CIIA negatively regulates the Ras-Erk1/2 signaling pathway through inhibiting the Ras-specific GEF activity of SOS1

• Published in: Journal of cell science Vol. 127; no. Pt 8; pp. 1640 - 1646
• Main Authors: Hwang, Hyun Sub, Hwang, Sang Gil, Yoon, Kyoung-Wan, Yoon, Je-Hyun, Roh, Kyung-Hye, Choi, Eui-Ju
• Format: Journal Article
• Language: English
• Published: England 15.04.2014
• Subjects: Animals; Cyclin D1 - genetics; Cyclin D1 - metabolism; DNA Replication; Dogs; Endosomal Sorting Complexes Required for Transport - physiology; Epidermal Growth Factor - physiology; Extracellular Signal-Regulated MAP Kinases - metabolism; Guanine Nucleotide Exchange Factors - physiology; HEK293 Cells; HeLa Cells; Humans; Madin Darby Canine Kidney Cells; MAP Kinase Signaling System; Mice; Mutation, Missense; NIH 3T3 Cells; Noonan Syndrome - genetics; ras Proteins - metabolism; SOS1 Protein - physiology; CIIA; SOS1; Ras; VPS28
• ISSN: 0021-9533; 1477-9137
• DOI: 10.1242/jcs.139931

Son of sevenless 1 (SOS1) is a Ras-specific guanine-nucleotide-exchange factor (GEF) that mediates intracellular signaling processes induced by receptor tyrosine kinases.

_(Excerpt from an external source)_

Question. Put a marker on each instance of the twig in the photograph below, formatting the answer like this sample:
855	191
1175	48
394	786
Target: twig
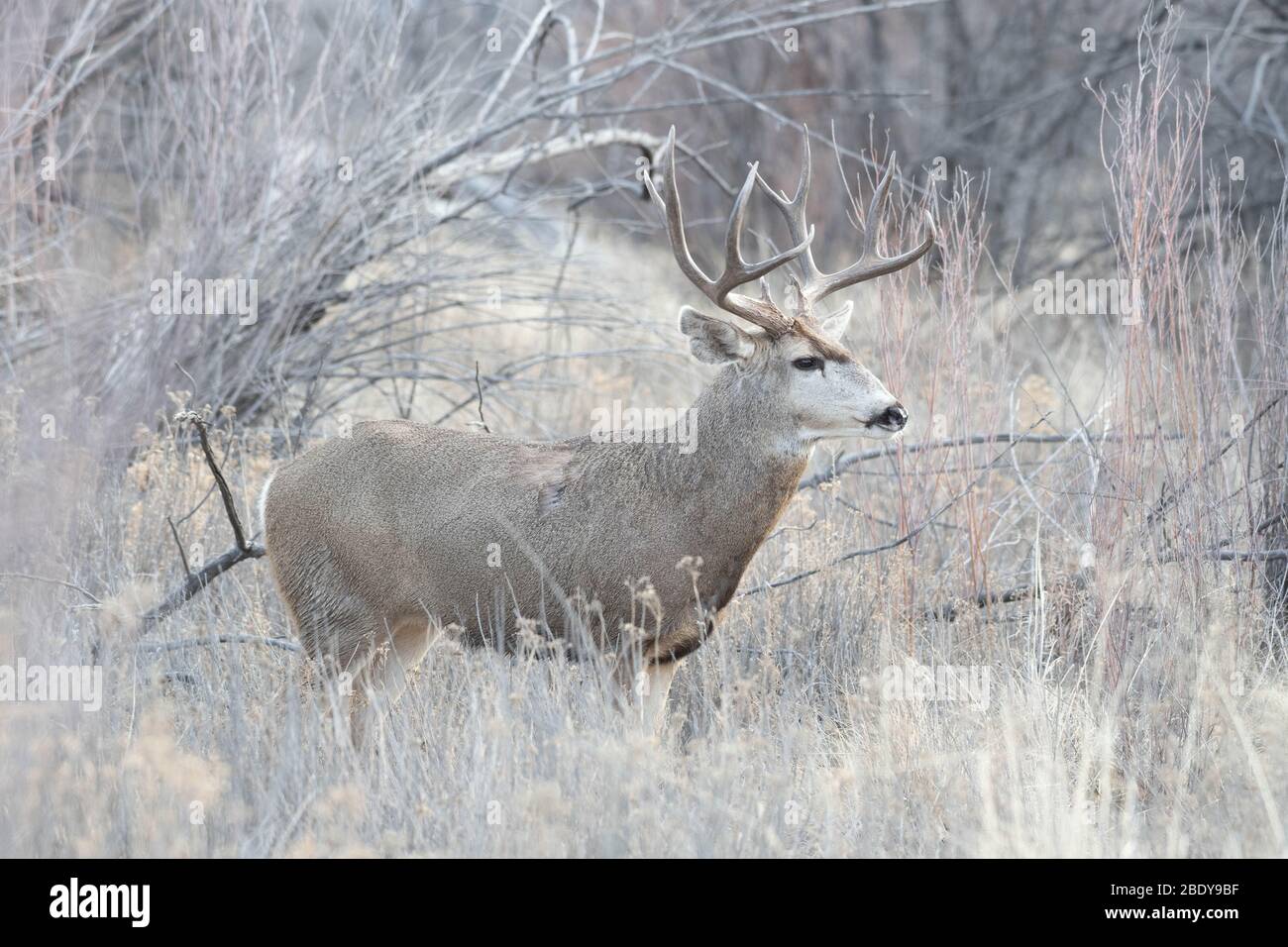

In this study, we show that CIIA (also known as VPS28) physically associates with SOS1 and thereby inhibits the GEF activity of SOS1 on Ras, which prevents the epidermal growth factor (EGF)-induced activation of the Ras-Erk1/2 pathway. Furthermore, CIIA inhibited cyclin D1 expression, as well as DNA, synthesis in response to EGF. Intriguingly, CIIA failed to inhibit the Ras-specific GEF activity of Noonan-syndrome-associated SOS1 mutants (M269R, R552G, W729L and E846K). Taken together, our results suggest that CIIA functions as a negative modulator of the SOS1-Ras signaling events initiated by peptide growth factors including EGF.